Techniques for Enhancing the Performance of Data-intensive Management Systems

Abstract: The demand for storing and analyzing large volumes of data is today on the rise as web-based enterprises introduce innovative and interactive applications, that attract more and more users on a global scale. To cope with such data volumes, data management systems have been evolving to deliver increasingly better performance and efficiency at lower costs in large-scale scenarios. A fundamental property of these systems is data consistency. In storage systems, consistency refers to how accurate, fresh and synchronized is the state of data replicas across different machines. Most of these systems, sacrifice consistency in favor of availability and performance; while others, provide strong consistency and sacrifice availability and performance. In data processing systems, dataflow and stream continuous processing, consistency refers to the completeness state of the input that is reflected in the dataflow end output within a time frame. Traditional dataflow management systems are strongly consistent by enforcing strict temporal synchronization across processing steps. In a multitude of scenarios, such model results in inefficient executions that solely cause a marginal impact on the output, with respect to a previous state. On the other hand, stream processing systems, that deal with timestamped events, tend to be looser in terms of consistency in order to sustain low latency and not overload resources, which might not be acceptable in mission critical applications.

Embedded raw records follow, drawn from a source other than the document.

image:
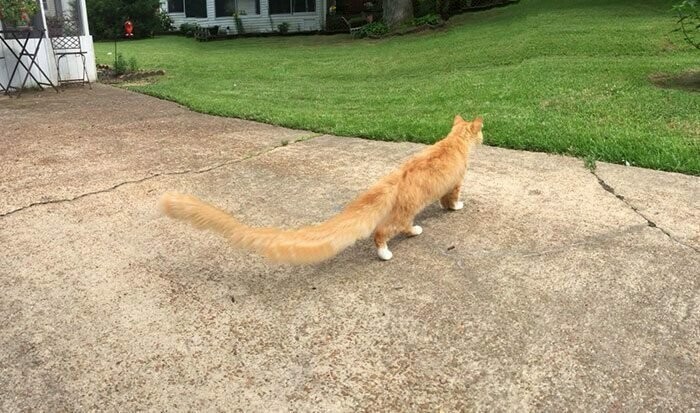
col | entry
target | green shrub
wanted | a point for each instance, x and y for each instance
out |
(431, 19)
(688, 12)
(106, 17)
(375, 29)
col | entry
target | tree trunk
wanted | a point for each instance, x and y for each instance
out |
(397, 12)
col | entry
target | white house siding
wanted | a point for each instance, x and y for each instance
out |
(257, 23)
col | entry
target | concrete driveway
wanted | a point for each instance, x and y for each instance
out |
(553, 289)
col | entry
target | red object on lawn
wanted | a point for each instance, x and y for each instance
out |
(128, 28)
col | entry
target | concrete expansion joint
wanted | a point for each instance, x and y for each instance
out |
(650, 223)
(149, 177)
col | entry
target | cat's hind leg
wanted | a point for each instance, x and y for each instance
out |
(381, 236)
(451, 199)
(413, 230)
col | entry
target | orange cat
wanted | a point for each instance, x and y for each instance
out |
(387, 208)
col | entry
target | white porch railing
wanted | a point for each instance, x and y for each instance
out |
(71, 66)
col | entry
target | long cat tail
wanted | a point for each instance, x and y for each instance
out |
(305, 245)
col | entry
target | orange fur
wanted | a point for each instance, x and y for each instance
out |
(386, 209)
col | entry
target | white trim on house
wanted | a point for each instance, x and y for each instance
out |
(256, 23)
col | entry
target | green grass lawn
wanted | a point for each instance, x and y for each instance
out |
(568, 77)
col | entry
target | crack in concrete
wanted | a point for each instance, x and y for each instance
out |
(650, 223)
(156, 175)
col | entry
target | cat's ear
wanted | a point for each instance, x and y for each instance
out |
(476, 125)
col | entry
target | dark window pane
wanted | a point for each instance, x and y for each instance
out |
(196, 8)
(176, 6)
(280, 7)
(225, 8)
(302, 6)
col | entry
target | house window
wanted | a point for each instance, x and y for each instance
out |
(196, 8)
(244, 7)
(289, 6)
(225, 8)
(304, 6)
(176, 6)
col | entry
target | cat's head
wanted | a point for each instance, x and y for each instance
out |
(469, 130)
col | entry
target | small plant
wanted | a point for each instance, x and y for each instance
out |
(133, 64)
(430, 19)
(376, 29)
(120, 65)
(688, 12)
(18, 11)
(166, 22)
(188, 29)
(239, 23)
(589, 163)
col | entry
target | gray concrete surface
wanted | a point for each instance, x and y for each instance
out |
(546, 292)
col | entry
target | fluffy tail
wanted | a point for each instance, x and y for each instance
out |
(300, 246)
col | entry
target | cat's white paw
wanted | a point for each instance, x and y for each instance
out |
(384, 253)
(416, 230)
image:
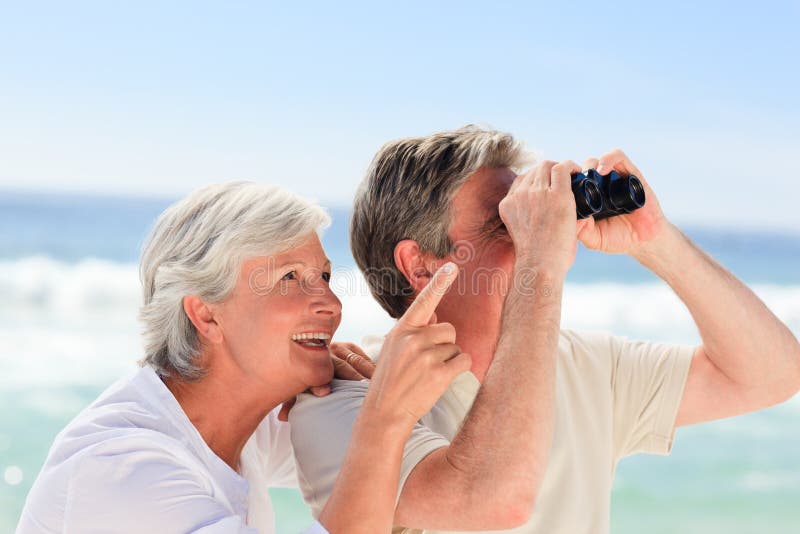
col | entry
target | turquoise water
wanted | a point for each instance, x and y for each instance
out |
(69, 296)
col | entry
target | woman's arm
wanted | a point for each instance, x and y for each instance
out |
(417, 363)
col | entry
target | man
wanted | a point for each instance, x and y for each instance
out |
(531, 437)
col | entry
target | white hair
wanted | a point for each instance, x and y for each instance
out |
(197, 247)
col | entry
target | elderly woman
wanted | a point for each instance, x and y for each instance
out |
(238, 317)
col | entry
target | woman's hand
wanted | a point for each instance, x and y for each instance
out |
(419, 358)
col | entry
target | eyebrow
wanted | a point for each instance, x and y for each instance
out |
(327, 263)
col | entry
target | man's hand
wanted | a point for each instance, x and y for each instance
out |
(539, 213)
(623, 234)
(349, 363)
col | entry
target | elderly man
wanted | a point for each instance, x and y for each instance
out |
(531, 436)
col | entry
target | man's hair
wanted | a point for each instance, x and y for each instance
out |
(197, 247)
(406, 194)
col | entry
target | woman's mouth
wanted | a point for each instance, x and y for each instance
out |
(312, 340)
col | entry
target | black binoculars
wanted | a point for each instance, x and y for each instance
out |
(604, 196)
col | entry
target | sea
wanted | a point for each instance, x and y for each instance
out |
(69, 296)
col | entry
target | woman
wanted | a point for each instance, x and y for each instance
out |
(238, 316)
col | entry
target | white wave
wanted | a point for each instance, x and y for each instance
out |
(77, 323)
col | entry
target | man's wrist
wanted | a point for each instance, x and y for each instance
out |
(658, 252)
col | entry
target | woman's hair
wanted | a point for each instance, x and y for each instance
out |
(407, 193)
(197, 247)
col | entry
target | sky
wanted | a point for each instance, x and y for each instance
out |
(158, 98)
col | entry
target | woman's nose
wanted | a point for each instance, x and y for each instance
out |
(325, 301)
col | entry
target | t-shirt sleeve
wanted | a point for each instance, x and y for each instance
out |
(274, 444)
(647, 382)
(133, 486)
(321, 430)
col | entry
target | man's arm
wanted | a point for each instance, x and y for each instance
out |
(749, 359)
(502, 449)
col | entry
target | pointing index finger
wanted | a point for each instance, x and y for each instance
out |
(423, 307)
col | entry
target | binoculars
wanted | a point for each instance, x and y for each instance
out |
(604, 196)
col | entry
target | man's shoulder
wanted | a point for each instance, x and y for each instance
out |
(585, 353)
(344, 393)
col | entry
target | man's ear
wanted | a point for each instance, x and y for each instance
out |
(202, 317)
(410, 260)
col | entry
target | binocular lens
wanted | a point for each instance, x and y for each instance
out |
(626, 193)
(606, 195)
(588, 199)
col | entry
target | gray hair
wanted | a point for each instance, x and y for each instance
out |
(407, 193)
(197, 247)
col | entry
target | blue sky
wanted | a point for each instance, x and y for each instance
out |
(158, 98)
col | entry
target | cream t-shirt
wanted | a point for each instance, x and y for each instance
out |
(614, 398)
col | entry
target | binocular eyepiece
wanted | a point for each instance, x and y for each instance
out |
(604, 196)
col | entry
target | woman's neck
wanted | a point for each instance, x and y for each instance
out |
(225, 411)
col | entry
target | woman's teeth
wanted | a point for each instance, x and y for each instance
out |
(312, 340)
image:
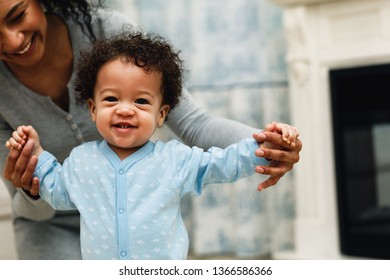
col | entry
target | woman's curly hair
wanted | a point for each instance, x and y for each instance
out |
(148, 51)
(79, 10)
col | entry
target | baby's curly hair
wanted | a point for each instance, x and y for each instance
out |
(148, 51)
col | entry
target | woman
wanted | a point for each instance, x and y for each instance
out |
(39, 42)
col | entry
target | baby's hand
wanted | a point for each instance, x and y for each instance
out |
(289, 133)
(18, 139)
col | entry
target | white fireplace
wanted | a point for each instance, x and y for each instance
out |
(323, 35)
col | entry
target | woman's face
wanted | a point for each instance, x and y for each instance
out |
(23, 29)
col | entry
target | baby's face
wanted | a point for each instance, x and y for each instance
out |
(127, 105)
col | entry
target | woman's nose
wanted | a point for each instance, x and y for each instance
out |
(11, 40)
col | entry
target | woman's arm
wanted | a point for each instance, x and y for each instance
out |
(196, 127)
(23, 205)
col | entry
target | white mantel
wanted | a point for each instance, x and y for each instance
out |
(324, 35)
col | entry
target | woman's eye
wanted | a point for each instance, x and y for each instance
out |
(110, 99)
(142, 101)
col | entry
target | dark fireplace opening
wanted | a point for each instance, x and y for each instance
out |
(361, 130)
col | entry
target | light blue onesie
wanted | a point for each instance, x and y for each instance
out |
(130, 209)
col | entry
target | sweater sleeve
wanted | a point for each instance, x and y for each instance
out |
(196, 127)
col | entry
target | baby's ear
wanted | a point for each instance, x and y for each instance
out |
(92, 108)
(163, 114)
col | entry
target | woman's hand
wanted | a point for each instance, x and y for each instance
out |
(20, 166)
(282, 154)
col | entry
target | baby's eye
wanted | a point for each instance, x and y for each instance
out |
(142, 101)
(18, 17)
(110, 99)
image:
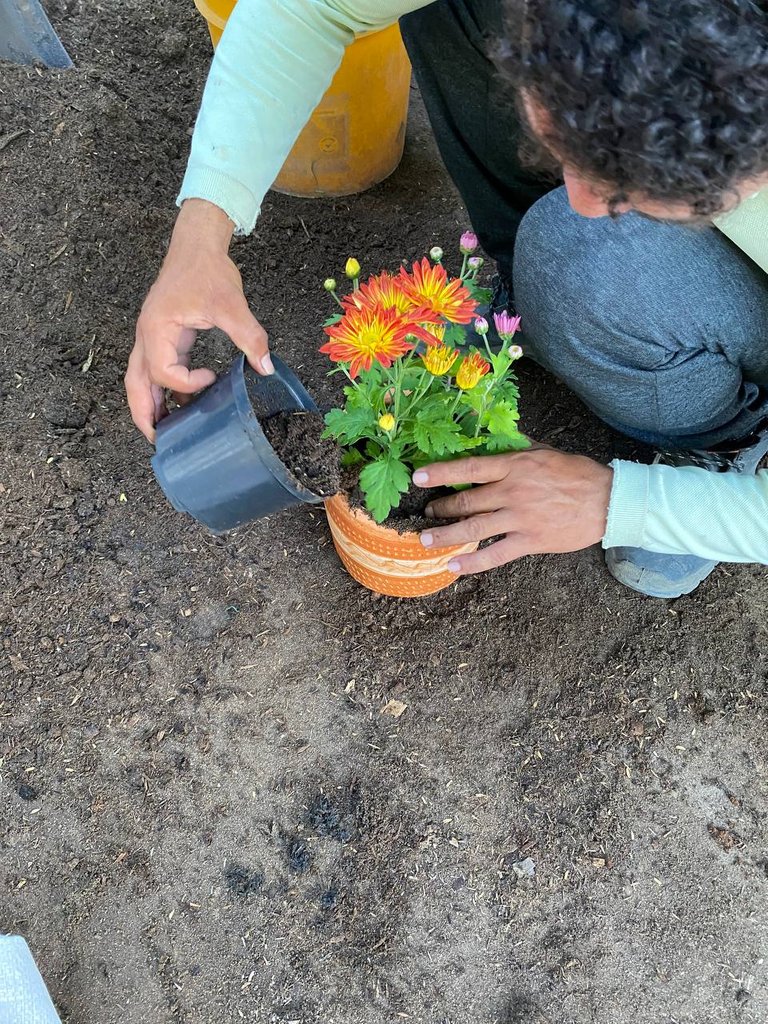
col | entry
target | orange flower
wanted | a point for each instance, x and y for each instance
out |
(439, 359)
(383, 291)
(436, 333)
(430, 291)
(366, 335)
(472, 369)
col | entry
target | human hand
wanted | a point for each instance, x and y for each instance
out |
(541, 500)
(199, 287)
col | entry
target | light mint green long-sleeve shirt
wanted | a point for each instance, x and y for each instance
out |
(275, 59)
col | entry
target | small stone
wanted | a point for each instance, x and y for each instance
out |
(524, 868)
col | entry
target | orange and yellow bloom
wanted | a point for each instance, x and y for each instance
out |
(439, 359)
(472, 370)
(430, 291)
(365, 335)
(383, 291)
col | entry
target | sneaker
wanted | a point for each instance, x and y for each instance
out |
(666, 576)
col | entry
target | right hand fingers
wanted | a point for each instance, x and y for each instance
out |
(250, 337)
(159, 361)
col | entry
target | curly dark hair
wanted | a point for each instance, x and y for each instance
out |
(668, 98)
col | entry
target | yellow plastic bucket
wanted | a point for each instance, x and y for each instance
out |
(355, 136)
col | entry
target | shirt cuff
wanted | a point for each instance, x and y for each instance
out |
(226, 193)
(628, 508)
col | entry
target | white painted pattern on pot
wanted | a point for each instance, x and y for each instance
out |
(395, 566)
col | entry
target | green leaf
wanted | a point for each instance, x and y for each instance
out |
(382, 482)
(349, 425)
(437, 436)
(456, 334)
(498, 443)
(502, 419)
(481, 295)
(351, 458)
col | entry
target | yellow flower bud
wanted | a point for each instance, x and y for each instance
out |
(473, 368)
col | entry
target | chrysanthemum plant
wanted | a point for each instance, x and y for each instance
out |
(423, 386)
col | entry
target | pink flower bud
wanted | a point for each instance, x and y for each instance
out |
(468, 243)
(506, 325)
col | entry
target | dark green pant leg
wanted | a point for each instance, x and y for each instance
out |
(473, 117)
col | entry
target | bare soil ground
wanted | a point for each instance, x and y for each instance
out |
(206, 815)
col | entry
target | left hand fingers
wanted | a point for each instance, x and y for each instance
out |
(464, 503)
(477, 527)
(507, 550)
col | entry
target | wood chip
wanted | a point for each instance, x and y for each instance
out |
(11, 137)
(394, 708)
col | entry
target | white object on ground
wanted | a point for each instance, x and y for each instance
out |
(24, 997)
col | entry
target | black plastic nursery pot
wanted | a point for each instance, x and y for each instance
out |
(212, 459)
(27, 35)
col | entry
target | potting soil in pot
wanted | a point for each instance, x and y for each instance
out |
(297, 439)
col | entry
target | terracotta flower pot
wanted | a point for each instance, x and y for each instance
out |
(384, 560)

The main goal of our research is to study performance optimizations for data-intensive management systems. At the heart of these optimizations resides the tuning of data consistency. For this tuning, we take into account the semantics of data in order to trade-off consistency for performance and resource usage in data management systems. Our evaluation indicates that we can achieve substantial performance gains, namely in terms of latency, throughput, bandwidth, and resource utilization, while keeping application outputs within acceptable levels of correctness, as defined by decision makers.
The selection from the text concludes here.